BAG 30.08.2017 – 4 AZR 95/14

Einschränkung des Befristungsgrundes der Erprobung

Der in § 14 Abs. 1 TzBfG normierte Befristungsgrund der Erprobung kann dann nicht wirksam vereinbart werden, wenn der betroffene Arbeitnehmer bereits seit einigen Monaten (hier: knapp sechs Monate) identische Tätigkeiten für den Arbeitgeber erbracht hat. Es ist davon auszugehen, dass der Arbeitgeber dann auch bei besonders anspruchsvollen Aufgaben schon genügend Zeit hatte, sich über die Kenntnisse und Fähigkeiten des Mitarbeiters ein umfassendes Bild zu machen.

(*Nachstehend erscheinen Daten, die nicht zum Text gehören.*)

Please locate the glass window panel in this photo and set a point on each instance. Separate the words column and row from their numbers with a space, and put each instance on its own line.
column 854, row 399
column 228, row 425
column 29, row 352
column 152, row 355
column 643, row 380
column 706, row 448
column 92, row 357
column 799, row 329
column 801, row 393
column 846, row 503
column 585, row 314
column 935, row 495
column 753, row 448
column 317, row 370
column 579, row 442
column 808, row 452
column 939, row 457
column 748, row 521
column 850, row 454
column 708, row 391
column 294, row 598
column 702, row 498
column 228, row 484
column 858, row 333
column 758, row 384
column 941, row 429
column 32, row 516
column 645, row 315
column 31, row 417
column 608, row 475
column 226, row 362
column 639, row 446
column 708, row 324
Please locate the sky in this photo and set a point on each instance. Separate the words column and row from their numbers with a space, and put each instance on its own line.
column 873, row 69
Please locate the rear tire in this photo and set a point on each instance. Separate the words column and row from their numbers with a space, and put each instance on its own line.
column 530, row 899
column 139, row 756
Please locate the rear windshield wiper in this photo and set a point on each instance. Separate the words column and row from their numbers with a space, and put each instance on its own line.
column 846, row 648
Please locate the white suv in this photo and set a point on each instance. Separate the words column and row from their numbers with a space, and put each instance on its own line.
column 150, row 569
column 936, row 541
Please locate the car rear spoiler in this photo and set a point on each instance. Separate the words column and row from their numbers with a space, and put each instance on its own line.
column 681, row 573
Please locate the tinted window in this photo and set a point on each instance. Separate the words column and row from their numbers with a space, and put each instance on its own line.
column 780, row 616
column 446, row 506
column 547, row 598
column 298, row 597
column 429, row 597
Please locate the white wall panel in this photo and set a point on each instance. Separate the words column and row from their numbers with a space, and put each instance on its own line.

LAG Köln 30.06.2017 – 4 Sa 939/16

Sexuelle Motivation für Kündigung aufgrund sexueller Belästigung unerheblich

Von einer sexuellen Belästigung im Sinne des § 3 Abs. 4 AGG ist bereits dann auszugehen, wenn die Würde des Opfers aufgrund eines unerwünschten Verhaltens, das auch sexuell bestimmte Berührungen bzw. Äußerungen sexuellen Inhalts umfasst, verletzt wird. Das heißt, ob das Verhalten des Handelnden sexuell bestimmt ist, entscheidet nicht allein sein subjektiv erstrebtes Ziel.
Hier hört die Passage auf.